Strong Institutional Flows
In 2017, domestic MF’s net inflow in equity was highest in the last decade. They poured ~Rs1.15 lakh cr in equity in 2017 against ~Rs47,544cr in 2016. The inflows from domestic MF industry is expected to continue on the back of strong MF investments. Besides, FII’s net inflows in equity market in 2017 also surpassed inflows in previous two years. FII's net inflows in equity market stood at ~Rs49,000cr in 2017 compared to ~Rs15,102cr in 2016 and ~Rs13,056cr in 2015.

Source: SEBI
Multi Year Low Inflation and Interest Rates
In the last couple of years, inflation had fallen significantly supported by the sharp decline in crude oil prices, fall in food inflation due to two good monsoons and efficient food management by the government.
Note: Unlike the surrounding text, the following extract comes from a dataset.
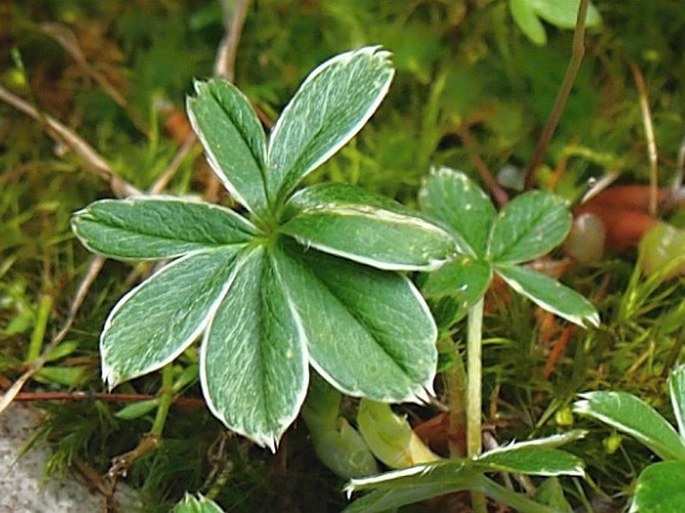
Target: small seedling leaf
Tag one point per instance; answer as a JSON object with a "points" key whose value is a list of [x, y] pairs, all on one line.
{"points": [[158, 227], [564, 13], [550, 294], [411, 485], [329, 108], [456, 202], [527, 20], [337, 444], [660, 488], [530, 226], [253, 362], [190, 504], [633, 416], [408, 486], [390, 437], [156, 321], [370, 333], [233, 139], [347, 221]]}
In 2017, the CPI inflation dropped to 1.2% in June 2017 from 11.5% in November 2013. Besides, in the last five years RBI had also cut the policy rate (Repo rate) by 200bps supported by the controlled inflation.

Source: RBI
The above factors have helped NRI and foreign investors to benefit by investing in India. Also, with the ‘Make in India’ movement, the Government is putting in more efforts to attract more investors. This will surely impact the Indian economy in a positive manner. Since the broader market index and sector indices have given magnificent returns in 2017, investors should follow bottom-up approach to select stocks. Besides, investors should also focus on longevity, else they could lose money to make quick bucks.